The lives of two California-dwelling, fame-seeking, romanticism-inclined young people intersect in the way that only the great loves of the movies can, starting a path for them both toward stardom and heartache. Mia is an actress, or she wants to be, showing up at audition after audition all over town just to be continually looked over. She serves coffee in the meanwhile, before the riches start pouring in, and is becoming increasingly disillusioned about the life she once dreamed of so fiercely. Sebastian is a jazz pianist, with music in his blood that boils away everything else. He imagines that someday he’ll open his own club, play the music that he wants to play, answer to no one, and really keep the old tradition of jazz alive in the way that it was meant to be cherished.
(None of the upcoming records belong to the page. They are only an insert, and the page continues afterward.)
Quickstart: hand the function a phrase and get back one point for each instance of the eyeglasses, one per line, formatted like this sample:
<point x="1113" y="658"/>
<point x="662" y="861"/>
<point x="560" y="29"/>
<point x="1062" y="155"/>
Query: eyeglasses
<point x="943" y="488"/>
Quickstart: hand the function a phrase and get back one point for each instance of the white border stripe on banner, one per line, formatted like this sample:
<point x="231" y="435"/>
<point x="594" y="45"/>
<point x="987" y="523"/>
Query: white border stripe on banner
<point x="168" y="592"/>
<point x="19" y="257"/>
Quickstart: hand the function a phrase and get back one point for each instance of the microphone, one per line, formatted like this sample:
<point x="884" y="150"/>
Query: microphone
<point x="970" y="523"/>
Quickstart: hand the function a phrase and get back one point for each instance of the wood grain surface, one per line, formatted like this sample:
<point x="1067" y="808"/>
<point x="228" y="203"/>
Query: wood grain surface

These two romantics meet, fall in love, dream big together, but will have to sacrifice more than they were prepared to give up if they want to make it all work the way it does on the silver screen.
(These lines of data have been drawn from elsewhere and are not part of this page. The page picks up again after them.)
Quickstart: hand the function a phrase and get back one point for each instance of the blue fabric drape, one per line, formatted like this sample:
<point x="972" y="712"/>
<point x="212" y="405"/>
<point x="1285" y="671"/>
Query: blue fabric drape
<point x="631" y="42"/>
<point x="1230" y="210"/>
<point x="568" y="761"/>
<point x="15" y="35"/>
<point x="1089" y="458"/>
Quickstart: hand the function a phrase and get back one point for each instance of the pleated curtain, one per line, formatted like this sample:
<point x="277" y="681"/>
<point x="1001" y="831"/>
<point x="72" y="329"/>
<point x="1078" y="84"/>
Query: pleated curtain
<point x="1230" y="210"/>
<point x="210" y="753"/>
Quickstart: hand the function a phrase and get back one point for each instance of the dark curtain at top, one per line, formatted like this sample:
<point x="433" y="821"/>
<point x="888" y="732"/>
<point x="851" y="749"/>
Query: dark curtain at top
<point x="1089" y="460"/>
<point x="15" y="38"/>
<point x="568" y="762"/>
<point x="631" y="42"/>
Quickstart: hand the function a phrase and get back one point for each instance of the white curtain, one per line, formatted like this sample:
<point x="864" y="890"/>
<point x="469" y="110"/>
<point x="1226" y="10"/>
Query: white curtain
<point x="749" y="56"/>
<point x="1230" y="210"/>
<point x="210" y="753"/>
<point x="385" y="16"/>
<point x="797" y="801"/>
With a beautiful song weaved in and out of a beautiful story set against a beautiful backdrop with two beautiful actors as our guides, La La Land is the epitome of California dreaming and will be remembered long after it’s gone as one of the most attractive movies ever made. Too much beauty and not enough substance? Perhaps, but then again, isn’t that Hollywood? This film represents the timeless air of the studios, the pool parties, the music, and the very sunshine of Los Angeles, while also creating a classic love story to play out across the shiny screen. There’s a lot to love here, and it’s easy to predict that some primed audiences will fall head over heels. The music is magical, the mood is sweet, romance is in the air, there’s an old Broadway revival flare to the dance numbers, and La La Land attempts a resurrection of the throwback way of making movies that’s definitely laudable.
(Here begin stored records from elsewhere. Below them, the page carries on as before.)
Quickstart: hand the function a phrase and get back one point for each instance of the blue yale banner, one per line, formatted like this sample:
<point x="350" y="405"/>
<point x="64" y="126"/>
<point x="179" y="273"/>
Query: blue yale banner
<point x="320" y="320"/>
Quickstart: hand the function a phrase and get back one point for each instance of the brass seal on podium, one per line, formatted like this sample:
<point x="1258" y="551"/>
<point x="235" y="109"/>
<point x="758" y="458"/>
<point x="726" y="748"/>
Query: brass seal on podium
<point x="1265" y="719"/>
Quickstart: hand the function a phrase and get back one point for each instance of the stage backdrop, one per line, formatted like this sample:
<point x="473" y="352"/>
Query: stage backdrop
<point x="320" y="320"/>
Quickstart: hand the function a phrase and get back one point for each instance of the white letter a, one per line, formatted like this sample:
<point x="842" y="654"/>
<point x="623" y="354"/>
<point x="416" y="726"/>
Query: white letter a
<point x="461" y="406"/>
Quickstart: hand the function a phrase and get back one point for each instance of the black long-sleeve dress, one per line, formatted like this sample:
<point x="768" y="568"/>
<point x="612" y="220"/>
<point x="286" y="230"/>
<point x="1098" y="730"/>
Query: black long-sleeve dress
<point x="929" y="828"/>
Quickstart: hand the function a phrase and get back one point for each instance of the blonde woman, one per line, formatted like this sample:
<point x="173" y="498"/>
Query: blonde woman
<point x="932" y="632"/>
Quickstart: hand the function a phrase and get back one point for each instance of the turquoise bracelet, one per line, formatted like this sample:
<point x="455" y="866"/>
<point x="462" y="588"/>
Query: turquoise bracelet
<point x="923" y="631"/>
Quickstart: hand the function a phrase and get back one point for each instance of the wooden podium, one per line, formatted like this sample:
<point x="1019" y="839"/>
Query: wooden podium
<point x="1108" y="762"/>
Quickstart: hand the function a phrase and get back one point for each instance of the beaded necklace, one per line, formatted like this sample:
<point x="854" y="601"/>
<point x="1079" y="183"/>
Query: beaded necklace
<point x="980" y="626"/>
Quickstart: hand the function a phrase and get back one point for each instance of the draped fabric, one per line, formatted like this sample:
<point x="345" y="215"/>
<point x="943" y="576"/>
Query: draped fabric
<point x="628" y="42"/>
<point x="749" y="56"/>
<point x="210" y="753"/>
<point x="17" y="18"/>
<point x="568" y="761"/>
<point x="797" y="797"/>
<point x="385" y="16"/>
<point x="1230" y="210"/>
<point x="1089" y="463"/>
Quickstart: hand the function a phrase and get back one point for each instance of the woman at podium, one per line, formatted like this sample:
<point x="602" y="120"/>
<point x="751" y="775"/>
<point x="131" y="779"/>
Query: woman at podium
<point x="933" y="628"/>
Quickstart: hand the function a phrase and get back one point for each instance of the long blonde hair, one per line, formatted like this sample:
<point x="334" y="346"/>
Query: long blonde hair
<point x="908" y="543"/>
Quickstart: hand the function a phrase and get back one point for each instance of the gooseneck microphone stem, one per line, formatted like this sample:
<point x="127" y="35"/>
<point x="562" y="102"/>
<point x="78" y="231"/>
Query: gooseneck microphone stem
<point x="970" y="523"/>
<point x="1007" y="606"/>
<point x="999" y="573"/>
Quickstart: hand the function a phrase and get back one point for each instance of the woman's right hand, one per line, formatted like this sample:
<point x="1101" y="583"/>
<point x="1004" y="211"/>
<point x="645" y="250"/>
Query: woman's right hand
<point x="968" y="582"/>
But perfect, Best Picture-winning, a dazzling gem? Not quite, and although this film’s flaws might not keep it away from high praise nor should they earn the movie any scorn, its miss of the mark by just a hair is enough to move it down my list of this year’s best by a few slots. Whiplash is much better, can we just say that out loud? Chazelle’s only other feature is better than his second, making its mark with much more impact and using music much more artistically. Also, even though one or two of these songs are incredible, another couple fail completely, especially the first two numbers of the show. Speaking of that, Stone and Gosling aren’t singer/dancers, they’re actors, and so theatrically-inclined critics will easily spot voice and movement problems, some of which are impossible to overlook. The Last Five Years is a better musical, Birdman is a better drama, The Nice Guys is a better comedy, and studios are pumping out way too many Old Hollywood films right now, making La La Land just one of the more buoyant pieces in a flooded market. I’m not a cynical critic, I really enjoyed this movie, it’s a great experience, but, unfortunately, it simply isn’t one of the very best films of 2016. What it has going for it is its appeal, not its perfection, which opens it up to so many audiences in such a wonderful way, and could even gain it some well-deserved awards based solely on its heart. But its problems (Stone, pace, amateurism) keep it from reaching the heights that we might have expected and that may simply have been too lofty.